La posibilidad de un diálogo, la pasión de debates y polémicas, la empatía en una misma sensibilidad, y hasta las diferencias profundas que aparecen por ejemplo en algunos casos emblemáticos: la discusión sobre el lugar de la halajá en la determinación de la vida judía, la relación de la diáspora con Israel y el posicionamiento frente al tema palestino, o estos mismos análisis que se están realizando sobre los matrimonios mixtos. Pero un lenguaje común que prefiere ahondar las diferencias como momentos formativos, que acepta la voz del otro como la posibilidad de transformar su propia voz. Un lenguaje común que no habla del mismo modo porque opta por la incertidumbre y la impureza de su identidad, entendiendo que no hay recetas fijas, sino preguntas abiertas. La pureza no da lugar a las preguntas, por el contrario, define un recetario de cómo preservarse inmune. Si un polo aglutina a los guardianes de la pureza, el otro polo surge por efecto necesario. La inmunidad solo es posible porque hay infección. No hacen falta reuniones ni asambleas, ni determinación de un manifiesto en común: para los puros, todos los otros, constituyen lo mismo: son su negación, su necesaria negación que los define a si mismos como afirmación positiva.

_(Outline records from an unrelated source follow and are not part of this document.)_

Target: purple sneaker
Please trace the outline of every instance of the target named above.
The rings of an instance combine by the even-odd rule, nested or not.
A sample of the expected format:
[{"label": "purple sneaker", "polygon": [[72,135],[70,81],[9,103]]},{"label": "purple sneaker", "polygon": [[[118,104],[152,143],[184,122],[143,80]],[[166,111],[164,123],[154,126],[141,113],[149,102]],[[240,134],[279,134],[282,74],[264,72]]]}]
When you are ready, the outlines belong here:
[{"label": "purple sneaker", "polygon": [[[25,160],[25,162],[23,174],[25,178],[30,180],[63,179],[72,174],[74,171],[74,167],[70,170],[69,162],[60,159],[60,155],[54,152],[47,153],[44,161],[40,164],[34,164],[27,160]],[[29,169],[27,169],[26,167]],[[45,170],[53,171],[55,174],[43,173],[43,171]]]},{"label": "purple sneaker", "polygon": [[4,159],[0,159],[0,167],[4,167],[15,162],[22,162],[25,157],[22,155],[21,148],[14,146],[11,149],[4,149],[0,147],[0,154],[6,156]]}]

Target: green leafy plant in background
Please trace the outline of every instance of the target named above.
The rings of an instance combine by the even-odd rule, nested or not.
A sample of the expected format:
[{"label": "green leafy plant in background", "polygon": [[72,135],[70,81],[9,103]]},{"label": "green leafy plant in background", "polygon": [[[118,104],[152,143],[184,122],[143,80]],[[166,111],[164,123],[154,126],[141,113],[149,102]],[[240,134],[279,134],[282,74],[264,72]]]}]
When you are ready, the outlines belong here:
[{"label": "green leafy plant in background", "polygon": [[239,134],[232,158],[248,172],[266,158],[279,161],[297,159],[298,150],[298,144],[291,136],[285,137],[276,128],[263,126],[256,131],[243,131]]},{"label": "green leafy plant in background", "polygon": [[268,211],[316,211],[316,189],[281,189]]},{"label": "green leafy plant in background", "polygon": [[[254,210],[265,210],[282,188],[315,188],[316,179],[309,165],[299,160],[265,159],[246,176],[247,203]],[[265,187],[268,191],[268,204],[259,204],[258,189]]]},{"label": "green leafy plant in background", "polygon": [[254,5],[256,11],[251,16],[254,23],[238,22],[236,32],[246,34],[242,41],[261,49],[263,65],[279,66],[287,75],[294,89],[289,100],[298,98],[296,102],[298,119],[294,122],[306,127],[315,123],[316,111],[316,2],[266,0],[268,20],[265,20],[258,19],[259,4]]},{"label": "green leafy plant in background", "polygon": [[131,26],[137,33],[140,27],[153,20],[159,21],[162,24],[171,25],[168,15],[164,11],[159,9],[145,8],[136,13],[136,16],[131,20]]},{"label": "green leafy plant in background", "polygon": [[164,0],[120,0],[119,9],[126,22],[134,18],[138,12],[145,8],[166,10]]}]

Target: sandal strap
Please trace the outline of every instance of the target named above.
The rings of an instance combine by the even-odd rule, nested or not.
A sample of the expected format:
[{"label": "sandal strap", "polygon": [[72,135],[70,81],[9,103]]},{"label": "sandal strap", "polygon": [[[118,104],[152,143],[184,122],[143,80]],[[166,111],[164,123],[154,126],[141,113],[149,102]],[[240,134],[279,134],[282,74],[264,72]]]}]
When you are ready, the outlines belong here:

Explotar la hiancia es asumir el conflicto, es dotar de posibilidades creativas a la ruptura. Hay un quiebre y tal vez no se trate más de emparchar aquello que por su inercia emerge todo el tiempo quebrando. Uno de los polos no se ve a si mismo como “polo” y así el autoritario opta por una decisión ética (o no ética): figurar en la tarjeta de casamiento de una pareja mixta es como inocularse la enfermedad contra la que se combate. O se es sano o se es enfermo, la ética se vuelve biopolítica, y el otro un no-otro.
Sin embargo los judíos somos tribales, somos un horizonte de tribus fragmentadas que vivencia cada una lo judío a su manera. El problema es cuando alguna de ellas pretende constituirse como el paradigma mismo del pueblo judío. En todo caso nuestro carácter de pueblo tiene más que ver con la babélica diferencia entre las tribus que con la apropiación monopólica de lo judío de una de ellas. Nietzsche decía que cuando uno de los dioses se creyó el único, el resto se murió de risa. Tal vez el futuro de nuestra comunidad esté en la profundización de esta carcajada, y de esta muerte.